For me, now that the 5D firmware supports 64TB volumes I’m pretty happy with that attached to a Mac Mini (2012, i7 CPU) which handles all the services like Plex, Time Machine Server, etc… just fine.

hi dschur, the decision is always yours to make, and thats fair enough. :slight_smile:

for a moment there as i was reading your post i thought maybe all your other posts on the forum had no answers (which woundt be so good) so i looked at each and every thread but found multiple replies and discussions :slight_smile: phew

Thanks Paul, I am all cut over to the 8 bay 1815+ now. It took a while as pulling disks out of the 5N had glacial rebuild speeds (100+ hours each - by contrast the new unit was able to rebuild during expansion in 16-24 hours). Near the end the Drobo gave up on rebuilds (thank goodness), and I was able to get all of my data off the unprotected array before it croaked.

The 1815+ is a world of difference - I get consistent 112MB/s uploads and downloads - 100% of the time with no mystery stalling that I saw on the Drobo 5N all of the time. At one point I filled the new NAS to over 99% capacity and no slowdowns at all - the Drobo would have been toast, any time it got over 75-80% it would start to crawl for me. The most frustrating part of my 5N was the constant random slowdowns with no idea what was going on, and no visibility, it was truly a black box. That and the fact that Drobo stranded me forever at the 16TB boundary.

Plex is killer on the Synology - transcoding high bitrate 1080p streams is no problem for me - but it does crank the CPU up to ~90%. The anemic cpu in the 5N could not handle any transcoding in Plex.

The tools on the new unit are amazing - I can do anything and have complete visibility into the current status and inner workings. It is so refreshing to have visibility and tools. Third party apps are plenty and 1st party support for additional apps is very good (I think Drobo updated plex like 5 years ago :wink: I always had to manually install updates). The ability to extend to 18 bays via expansion units means the 1815+ should serve me well for a very long time.

All in all it was a good choice for me. If anyone needs a spare/second 5N chassis in good condition, lemme know - I’m going to ditch this one for cheap.

Also, strangely after my last post my account was locked out mysteriously and I had to reset my password a few times to get access again to these forums again. That seemed rather odd to me.
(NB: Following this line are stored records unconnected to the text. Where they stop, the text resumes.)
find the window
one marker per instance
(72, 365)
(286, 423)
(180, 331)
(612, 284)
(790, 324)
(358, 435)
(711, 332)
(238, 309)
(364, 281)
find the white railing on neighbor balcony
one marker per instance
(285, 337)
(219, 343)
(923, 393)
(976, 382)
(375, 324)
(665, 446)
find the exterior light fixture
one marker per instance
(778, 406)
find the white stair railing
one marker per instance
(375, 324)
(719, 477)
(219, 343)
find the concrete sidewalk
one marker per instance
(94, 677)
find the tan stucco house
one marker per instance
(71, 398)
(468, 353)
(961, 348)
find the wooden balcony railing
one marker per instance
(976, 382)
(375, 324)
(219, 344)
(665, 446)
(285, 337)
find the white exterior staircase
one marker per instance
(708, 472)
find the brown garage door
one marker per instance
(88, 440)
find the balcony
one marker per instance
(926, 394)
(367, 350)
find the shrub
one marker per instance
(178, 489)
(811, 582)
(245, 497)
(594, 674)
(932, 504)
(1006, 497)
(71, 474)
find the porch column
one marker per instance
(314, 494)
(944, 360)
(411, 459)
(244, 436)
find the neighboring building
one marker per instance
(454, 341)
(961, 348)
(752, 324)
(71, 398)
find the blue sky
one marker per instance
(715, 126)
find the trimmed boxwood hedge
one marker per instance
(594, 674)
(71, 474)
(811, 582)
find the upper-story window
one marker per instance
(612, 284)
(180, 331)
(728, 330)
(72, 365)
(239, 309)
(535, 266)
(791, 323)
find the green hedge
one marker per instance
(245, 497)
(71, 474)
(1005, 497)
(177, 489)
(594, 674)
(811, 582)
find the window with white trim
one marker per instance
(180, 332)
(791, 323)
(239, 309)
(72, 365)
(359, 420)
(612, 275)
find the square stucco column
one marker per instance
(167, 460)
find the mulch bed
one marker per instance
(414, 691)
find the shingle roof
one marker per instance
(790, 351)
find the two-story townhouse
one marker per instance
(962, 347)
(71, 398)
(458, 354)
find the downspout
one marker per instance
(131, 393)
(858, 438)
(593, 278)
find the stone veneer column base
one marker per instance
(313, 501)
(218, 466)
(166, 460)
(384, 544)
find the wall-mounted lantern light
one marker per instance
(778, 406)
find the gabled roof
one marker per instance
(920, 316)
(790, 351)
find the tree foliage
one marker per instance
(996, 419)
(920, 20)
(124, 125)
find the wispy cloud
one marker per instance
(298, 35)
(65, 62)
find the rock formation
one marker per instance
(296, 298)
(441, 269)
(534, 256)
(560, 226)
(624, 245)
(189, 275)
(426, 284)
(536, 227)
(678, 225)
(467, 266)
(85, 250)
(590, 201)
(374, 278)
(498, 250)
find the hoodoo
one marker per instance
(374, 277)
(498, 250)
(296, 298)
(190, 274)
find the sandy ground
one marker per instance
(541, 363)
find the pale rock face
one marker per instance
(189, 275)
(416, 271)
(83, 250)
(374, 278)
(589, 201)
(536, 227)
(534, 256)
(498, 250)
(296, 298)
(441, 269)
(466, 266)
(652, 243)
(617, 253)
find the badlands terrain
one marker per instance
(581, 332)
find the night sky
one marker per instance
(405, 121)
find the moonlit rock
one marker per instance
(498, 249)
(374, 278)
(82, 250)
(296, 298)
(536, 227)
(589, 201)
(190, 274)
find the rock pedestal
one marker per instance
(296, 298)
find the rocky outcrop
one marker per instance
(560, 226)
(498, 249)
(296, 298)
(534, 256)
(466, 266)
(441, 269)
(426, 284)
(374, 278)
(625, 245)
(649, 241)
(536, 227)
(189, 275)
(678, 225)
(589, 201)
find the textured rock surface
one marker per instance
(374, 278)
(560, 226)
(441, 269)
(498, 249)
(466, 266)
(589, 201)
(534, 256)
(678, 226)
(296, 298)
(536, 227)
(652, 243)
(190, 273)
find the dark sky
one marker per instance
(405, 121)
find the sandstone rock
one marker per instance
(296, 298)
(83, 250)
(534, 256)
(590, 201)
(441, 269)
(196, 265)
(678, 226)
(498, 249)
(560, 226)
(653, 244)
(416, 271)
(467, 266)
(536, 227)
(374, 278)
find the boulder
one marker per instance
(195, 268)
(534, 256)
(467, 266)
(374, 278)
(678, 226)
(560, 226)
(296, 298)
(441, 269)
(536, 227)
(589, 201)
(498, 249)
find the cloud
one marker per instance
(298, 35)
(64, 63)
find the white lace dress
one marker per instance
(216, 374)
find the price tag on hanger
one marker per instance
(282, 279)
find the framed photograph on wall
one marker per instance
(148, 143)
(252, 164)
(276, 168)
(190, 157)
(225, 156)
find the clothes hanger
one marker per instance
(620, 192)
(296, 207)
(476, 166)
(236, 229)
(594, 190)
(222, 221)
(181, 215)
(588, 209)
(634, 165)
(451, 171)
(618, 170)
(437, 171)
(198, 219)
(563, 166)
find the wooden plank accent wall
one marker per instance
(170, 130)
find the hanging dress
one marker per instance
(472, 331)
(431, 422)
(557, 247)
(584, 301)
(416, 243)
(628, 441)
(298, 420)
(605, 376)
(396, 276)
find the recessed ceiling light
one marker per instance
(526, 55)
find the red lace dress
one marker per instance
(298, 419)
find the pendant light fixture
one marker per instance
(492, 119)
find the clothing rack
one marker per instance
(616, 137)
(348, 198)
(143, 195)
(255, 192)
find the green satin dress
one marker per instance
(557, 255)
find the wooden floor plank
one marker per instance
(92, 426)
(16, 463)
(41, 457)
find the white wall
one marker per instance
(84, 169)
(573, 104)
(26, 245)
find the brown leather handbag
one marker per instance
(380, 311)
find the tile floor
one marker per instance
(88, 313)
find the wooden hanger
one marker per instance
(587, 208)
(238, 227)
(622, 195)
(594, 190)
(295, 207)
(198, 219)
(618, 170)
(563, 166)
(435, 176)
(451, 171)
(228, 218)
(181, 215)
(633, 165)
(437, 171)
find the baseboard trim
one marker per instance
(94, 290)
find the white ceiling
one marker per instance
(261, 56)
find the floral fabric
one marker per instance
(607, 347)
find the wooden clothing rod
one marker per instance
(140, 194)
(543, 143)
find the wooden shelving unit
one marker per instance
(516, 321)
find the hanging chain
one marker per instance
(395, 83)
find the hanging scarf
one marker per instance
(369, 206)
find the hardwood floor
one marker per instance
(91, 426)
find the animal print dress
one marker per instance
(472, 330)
Good luck to all of you on the Drobo path. For me I got tired of waiting for new and better solutions and the 4 year cycle of upgrades just wasn’t cutting it. To me Drobo appeared to by a dying (if not dead) company.[hr]

Also I should add that my comments about getting ignored by everyone that works for the company in an empty forum were referring more to Data Robotics participation, not that of end users - You and others have been very helpful, but the people from Data Robotics never participate or give answers/help. OK, I guess never is not accurate, more like 6 times in 7 years.

Another one to add to this thread.
My DroboPro has been marvellous for years now. Unfortunately, I’ve been tinkering with storage again and sort of accidentally set up a ZFS server.
My old desktop from 2008 (Core 2 Duo, 4GB RAM, a few added drive bays) running Linux with raidz2 across 6 drives sustains 50-60MB/sec over SMB and a bit less over iSCSI (and 100MB/s for rsync; it’s just a weak CPU). It doesn’t have that Drobo Cool, but it also doesn’t have that Drobo Encrypted Diagnostics or that Drobo Why Did You Rebuild Last Night. Or that Drobo If You Die, I Pray To the Gods of Online Used Marketplaces.
Once I migrate over, I’ll find a good home for this DroboPro. It’s a beautiful unit.

Well, it got me thinking about Drobo again, and reading the forum. Great to see some of the old-timers still around!